Brig. Gen. Pauxelino Latorre has been charged “with laundering millions of dollars for a paramilitary drug ring, and prosecutors say they are looking into his activities as head of the Seventeenth Brigade,” investigative journalist Teo Ballve reports, noting that criminal probes repeatedly linked Latorre’s unit “to illegal paramilitary groups that had brutally killed thousands” of Colombian farmers in an effort to seize their land for palm oil production.
Another general, Rito Alejo Del Rio, former Seventeenth Brigade leader, is in jail on charges of collaborating with paramilitaries, gangs that have been responsible for widespread atrocities. He also received training at SOA.
Various firms engaged in palm oil development since 2002 apparently have received $75 million in U.S. Agency for International Development money under “Plan Colombia,” Ballve writes. And some of the firms appear to be tied to narco-traffickers, “in possible violation of federal law.” The writer notes Colombia’s paramilitaries are on the State Department’s list of foreign “terrorist” organizations.

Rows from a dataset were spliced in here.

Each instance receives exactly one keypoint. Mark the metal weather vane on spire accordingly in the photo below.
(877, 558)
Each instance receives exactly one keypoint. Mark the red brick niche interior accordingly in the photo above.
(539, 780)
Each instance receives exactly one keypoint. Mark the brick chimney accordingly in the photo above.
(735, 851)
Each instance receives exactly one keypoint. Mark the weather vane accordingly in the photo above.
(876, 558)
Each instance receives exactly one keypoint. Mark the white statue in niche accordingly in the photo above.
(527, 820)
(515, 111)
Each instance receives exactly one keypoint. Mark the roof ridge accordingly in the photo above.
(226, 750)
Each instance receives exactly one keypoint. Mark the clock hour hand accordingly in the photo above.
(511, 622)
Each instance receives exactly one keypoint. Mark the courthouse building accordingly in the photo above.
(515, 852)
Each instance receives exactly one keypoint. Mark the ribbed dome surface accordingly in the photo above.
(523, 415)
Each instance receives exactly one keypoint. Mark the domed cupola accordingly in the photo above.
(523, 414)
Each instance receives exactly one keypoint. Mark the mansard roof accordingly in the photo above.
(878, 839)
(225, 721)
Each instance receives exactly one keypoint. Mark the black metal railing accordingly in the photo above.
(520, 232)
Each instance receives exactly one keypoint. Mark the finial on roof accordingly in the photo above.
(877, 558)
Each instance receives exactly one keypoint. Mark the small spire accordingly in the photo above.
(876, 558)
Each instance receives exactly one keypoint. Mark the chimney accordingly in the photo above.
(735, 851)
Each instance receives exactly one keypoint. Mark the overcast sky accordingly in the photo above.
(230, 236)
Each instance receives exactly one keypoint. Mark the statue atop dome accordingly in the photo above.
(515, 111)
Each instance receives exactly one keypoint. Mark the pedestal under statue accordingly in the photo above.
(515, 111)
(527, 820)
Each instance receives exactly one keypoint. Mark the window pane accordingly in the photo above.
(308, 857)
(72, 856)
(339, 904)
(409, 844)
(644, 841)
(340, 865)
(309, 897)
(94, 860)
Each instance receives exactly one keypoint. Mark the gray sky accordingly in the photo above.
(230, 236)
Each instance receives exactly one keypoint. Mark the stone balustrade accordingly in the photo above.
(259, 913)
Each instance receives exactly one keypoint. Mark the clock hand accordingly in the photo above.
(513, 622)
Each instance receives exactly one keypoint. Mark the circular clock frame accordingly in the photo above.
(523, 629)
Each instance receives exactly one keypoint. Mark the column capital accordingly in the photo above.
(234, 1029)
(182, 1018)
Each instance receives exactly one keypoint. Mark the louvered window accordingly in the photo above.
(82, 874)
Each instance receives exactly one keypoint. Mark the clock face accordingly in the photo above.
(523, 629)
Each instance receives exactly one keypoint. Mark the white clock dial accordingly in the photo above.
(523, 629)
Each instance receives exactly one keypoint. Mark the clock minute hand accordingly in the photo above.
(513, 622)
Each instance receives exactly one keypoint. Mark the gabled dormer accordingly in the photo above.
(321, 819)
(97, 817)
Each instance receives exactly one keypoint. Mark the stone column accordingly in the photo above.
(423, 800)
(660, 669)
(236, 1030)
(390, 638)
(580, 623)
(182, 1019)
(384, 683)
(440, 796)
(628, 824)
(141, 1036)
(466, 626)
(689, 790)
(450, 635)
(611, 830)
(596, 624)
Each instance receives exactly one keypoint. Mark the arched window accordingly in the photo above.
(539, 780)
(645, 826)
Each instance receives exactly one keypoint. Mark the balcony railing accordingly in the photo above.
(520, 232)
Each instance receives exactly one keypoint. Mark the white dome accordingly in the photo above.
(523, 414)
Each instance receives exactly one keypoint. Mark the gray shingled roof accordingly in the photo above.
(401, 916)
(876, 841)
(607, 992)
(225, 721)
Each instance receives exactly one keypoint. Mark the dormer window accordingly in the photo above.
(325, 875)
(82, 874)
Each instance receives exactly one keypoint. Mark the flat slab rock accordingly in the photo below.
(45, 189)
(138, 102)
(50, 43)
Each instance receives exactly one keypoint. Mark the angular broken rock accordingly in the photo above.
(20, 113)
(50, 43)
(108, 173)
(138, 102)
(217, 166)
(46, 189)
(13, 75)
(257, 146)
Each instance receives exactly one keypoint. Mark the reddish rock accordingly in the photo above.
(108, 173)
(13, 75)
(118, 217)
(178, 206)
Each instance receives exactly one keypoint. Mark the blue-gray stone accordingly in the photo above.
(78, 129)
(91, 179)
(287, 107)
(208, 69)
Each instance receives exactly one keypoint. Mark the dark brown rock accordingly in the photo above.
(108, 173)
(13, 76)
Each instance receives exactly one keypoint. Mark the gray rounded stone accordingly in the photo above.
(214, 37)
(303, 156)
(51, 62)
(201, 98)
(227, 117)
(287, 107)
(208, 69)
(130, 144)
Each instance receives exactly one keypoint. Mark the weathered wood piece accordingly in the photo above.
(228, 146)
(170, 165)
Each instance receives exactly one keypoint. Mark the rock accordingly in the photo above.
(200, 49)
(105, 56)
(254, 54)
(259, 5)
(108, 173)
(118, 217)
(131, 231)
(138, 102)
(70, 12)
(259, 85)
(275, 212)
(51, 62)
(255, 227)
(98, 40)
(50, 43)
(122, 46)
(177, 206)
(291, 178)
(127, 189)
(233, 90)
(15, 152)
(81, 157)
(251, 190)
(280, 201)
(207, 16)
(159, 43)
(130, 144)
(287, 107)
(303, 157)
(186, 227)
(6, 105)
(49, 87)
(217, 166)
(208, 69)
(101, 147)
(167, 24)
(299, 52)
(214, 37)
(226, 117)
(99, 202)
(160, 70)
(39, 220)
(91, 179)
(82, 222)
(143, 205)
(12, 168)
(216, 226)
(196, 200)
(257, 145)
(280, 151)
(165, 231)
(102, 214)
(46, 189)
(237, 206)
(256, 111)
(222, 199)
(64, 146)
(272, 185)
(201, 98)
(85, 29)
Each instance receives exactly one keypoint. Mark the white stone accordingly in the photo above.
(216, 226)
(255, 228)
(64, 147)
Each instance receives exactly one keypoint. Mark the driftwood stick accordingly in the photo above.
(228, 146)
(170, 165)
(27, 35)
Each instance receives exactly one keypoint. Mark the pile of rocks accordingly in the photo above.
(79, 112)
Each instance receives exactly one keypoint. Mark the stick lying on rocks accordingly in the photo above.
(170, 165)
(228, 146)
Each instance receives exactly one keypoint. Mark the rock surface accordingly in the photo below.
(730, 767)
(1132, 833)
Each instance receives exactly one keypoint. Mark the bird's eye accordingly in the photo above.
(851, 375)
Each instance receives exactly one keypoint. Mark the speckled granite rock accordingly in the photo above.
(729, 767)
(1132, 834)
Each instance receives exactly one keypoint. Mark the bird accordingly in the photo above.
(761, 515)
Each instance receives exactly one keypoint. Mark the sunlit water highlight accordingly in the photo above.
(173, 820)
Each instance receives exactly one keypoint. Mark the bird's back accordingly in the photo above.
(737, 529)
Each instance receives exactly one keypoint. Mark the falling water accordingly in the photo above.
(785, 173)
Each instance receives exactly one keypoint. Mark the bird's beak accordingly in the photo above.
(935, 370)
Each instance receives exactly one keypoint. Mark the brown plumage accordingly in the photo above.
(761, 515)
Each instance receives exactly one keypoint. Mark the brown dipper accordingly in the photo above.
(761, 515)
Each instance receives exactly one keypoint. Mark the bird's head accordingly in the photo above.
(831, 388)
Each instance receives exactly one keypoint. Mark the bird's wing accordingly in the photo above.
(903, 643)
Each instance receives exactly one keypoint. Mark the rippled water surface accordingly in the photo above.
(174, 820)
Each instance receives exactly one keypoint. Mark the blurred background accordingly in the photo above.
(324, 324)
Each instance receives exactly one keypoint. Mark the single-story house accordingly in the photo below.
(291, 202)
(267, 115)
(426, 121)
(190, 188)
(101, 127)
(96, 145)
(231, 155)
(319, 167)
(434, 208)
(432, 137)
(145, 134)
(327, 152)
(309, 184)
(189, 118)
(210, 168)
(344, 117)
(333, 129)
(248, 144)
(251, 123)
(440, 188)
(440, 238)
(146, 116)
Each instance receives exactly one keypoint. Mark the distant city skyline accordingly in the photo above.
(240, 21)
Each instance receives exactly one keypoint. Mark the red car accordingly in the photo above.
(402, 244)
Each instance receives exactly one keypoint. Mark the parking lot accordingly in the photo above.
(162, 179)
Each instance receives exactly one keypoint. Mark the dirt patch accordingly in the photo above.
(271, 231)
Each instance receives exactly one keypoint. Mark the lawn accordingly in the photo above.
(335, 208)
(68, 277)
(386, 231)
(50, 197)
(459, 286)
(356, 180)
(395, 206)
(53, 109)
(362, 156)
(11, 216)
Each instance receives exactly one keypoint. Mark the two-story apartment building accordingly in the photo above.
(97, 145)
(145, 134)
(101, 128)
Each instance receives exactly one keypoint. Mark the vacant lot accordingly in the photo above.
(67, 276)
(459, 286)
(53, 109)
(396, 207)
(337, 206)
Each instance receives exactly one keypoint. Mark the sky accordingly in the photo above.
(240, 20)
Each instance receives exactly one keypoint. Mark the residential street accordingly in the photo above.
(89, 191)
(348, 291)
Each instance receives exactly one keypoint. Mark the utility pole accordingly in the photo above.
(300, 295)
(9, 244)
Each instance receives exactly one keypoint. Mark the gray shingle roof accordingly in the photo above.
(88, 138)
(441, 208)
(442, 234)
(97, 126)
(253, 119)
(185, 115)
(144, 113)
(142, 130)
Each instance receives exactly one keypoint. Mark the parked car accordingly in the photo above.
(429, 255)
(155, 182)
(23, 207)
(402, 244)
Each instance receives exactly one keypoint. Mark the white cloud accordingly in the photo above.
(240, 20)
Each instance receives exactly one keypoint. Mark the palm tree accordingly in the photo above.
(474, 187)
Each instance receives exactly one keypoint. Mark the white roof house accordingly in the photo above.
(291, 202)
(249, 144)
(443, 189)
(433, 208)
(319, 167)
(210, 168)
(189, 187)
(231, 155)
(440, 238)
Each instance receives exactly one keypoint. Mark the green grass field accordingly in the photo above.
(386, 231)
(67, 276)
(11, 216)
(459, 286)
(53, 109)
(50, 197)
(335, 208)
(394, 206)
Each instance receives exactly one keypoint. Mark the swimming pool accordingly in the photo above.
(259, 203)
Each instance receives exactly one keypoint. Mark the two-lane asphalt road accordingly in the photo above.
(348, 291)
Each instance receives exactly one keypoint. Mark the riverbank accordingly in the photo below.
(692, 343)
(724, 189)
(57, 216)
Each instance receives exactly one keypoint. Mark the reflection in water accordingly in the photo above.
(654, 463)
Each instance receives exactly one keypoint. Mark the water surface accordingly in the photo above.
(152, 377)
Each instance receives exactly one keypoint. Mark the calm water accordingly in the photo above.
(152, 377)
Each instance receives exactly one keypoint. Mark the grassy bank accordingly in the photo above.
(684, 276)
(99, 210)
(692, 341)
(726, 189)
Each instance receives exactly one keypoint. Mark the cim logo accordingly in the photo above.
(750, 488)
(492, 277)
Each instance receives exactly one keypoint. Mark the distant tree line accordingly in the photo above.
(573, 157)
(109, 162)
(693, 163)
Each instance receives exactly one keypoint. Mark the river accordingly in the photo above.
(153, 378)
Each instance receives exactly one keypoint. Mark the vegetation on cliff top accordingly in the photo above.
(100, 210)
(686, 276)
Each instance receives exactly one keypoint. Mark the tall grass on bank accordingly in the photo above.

“Plan Colombia is fighting against drugs militarily at the same time it gives money to support palm, which is used by paramilitary mafias to launder money,” The Nation quotes Colombian Senator Gustavo Petro, as saying. “The United States is implicitly subsidizing drug traffickers.”
President Alvaro Uribe has urged Colombians to increase palm production from 750,000 to 15 million acres to cash in on the expected boom in biofuels.
“Oil palm, or African palm, is one of the few aid-funded crops whose profits can match coca profits,” Ballve notes. But human rights groups have long accused palm companies, notably Urapalma, of cultivating stolen lands, he adds.
Sen. Patrick Leahy, D-Vermont, has attached an amendment to this year’s Plan Colombia funding (for 2010) to ban palm projects that “cause the forced displacement of local people” but in the bill’s current draft, Ballve says, Leahy’s amendment is marked for deletion.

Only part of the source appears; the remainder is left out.